Monday, December 15, 2008
First Canadian Contingent
Red Ensign (pre-1965 Canadian flag) ...
It is on record that, on that fateful, terrible September day, when the world held its breath, when anxious people around the globe crowded around the nearest available radio, awaiting with dread what might come from developments in Britain, Canada’s peacetime army consisted of only 4,500 permanent troops and less than 100,000 non-permanent active militiamen. The Honourable Rodman E. Logan of St. John, New Brunswick, maintains, however, that there were only 3,000 regulars — which makes it even more remarkable that, within three months, the first contingent of 7,400 men of the 1st Division was setting sail for the United Kingdom. When interviewed in March 2002, Mr. Logan was acting Honorary Colonel of what is now known as the Royal New Brunswick Regiment, but it was still the ‘Carleton and York’ when he served with it during the war.

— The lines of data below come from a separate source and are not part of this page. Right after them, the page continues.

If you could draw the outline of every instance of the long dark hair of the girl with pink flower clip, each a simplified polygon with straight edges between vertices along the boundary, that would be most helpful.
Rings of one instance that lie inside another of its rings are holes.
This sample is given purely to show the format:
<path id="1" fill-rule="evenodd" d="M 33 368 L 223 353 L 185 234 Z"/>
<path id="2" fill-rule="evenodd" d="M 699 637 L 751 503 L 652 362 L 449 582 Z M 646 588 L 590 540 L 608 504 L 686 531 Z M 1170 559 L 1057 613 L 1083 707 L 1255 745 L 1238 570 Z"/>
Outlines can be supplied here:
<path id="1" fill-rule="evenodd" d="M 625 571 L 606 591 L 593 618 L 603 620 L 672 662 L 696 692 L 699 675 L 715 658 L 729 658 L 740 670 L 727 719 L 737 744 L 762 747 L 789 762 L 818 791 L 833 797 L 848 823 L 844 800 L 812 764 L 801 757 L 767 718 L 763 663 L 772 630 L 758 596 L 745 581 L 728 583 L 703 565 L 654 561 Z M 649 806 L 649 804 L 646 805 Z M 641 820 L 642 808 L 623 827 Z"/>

With them, on a number of different vessels, went the West Nova Scotia Regiment and the Royal 22e Regiment, and together they formed the 3rd Infantry Brigade of the First Canadian Division. No records are available to establish the exact number on each of the five vessels in the convoy. What has been noted, however, is that the regiment which sailed from Halifax aboard the Monarch of Bermuda under the command of Lieutenant-Colonel H.N. Ganong, on 10 December 1939, took only seven days to reach Greenock in the United Kingdom. With each succeeding week, as the risk of being torpedoed mounted, sea voyages to every destination became progressively longer and also less comfortable.

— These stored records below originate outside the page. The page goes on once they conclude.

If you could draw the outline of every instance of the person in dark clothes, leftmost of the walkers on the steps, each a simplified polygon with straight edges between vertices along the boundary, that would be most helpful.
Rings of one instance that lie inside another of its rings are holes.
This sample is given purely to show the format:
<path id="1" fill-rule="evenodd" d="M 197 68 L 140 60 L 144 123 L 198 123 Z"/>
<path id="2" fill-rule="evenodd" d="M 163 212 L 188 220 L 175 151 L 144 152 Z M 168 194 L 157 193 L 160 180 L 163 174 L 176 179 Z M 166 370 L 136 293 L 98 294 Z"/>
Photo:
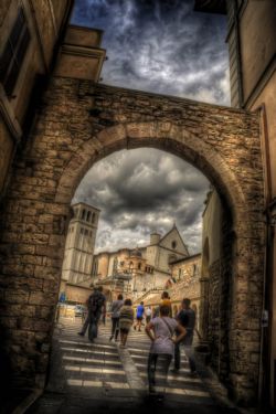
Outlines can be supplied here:
<path id="1" fill-rule="evenodd" d="M 103 287 L 98 286 L 94 289 L 87 300 L 88 316 L 83 325 L 83 329 L 78 335 L 84 336 L 88 327 L 88 339 L 91 342 L 97 338 L 98 335 L 98 321 L 100 319 L 102 311 L 106 314 L 106 298 L 103 294 Z"/>

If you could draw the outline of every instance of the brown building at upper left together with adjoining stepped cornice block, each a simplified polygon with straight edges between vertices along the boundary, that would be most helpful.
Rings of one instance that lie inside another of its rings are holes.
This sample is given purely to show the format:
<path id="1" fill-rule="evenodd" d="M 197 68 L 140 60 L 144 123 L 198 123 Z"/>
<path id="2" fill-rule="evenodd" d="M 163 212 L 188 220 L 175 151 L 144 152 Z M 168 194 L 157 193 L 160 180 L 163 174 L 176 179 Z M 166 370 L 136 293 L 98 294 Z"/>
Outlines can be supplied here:
<path id="1" fill-rule="evenodd" d="M 53 71 L 56 76 L 99 78 L 105 59 L 102 31 L 67 26 L 73 3 L 1 1 L 0 198 L 8 185 L 12 160 L 26 145 L 34 108 Z"/>

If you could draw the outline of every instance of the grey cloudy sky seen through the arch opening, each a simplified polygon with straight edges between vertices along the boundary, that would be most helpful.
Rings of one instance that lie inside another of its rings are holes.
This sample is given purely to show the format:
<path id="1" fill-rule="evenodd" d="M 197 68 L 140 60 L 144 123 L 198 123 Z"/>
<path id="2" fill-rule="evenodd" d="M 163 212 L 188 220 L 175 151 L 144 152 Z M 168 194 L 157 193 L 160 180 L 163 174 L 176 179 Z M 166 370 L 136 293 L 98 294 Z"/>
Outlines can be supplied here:
<path id="1" fill-rule="evenodd" d="M 177 223 L 191 252 L 201 248 L 208 180 L 178 157 L 155 149 L 116 152 L 96 163 L 73 202 L 102 210 L 97 248 L 146 245 Z"/>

In his memoirs, the Rev. George Bennett, an Anglican chaplain, tells of how, having been posted Overseas to the Middle East in June 1941, he sailed from Gourock in Britain in a ship, which, despite 'zigzagging' to avoid this, was torpedoed by a German U-boat in the early hours of Saturday, July 6, 1941. Three hundred miles off the Azores and six days out from England he was rescued and taken to Sierra Leone, where he had to wait to be picked up by another vessel before he could continue his journey. “There followed,” his story continues, “a ten weeks’ voyage, round the Cape, in a commandeered luxury Cruiser, The Monarch of Bermuda.”…Perhaps it still did have something of the luxury liner about it in 1941. It is more likely that the people above deck did not know how bad conditions were down below. As more and more troops from Allied nations were transported to and from the battle-front, the Monarch — like every other troopship — would become more and more grossly overcrowded, until such a journey would be the experience of the closest thing to hell on earth!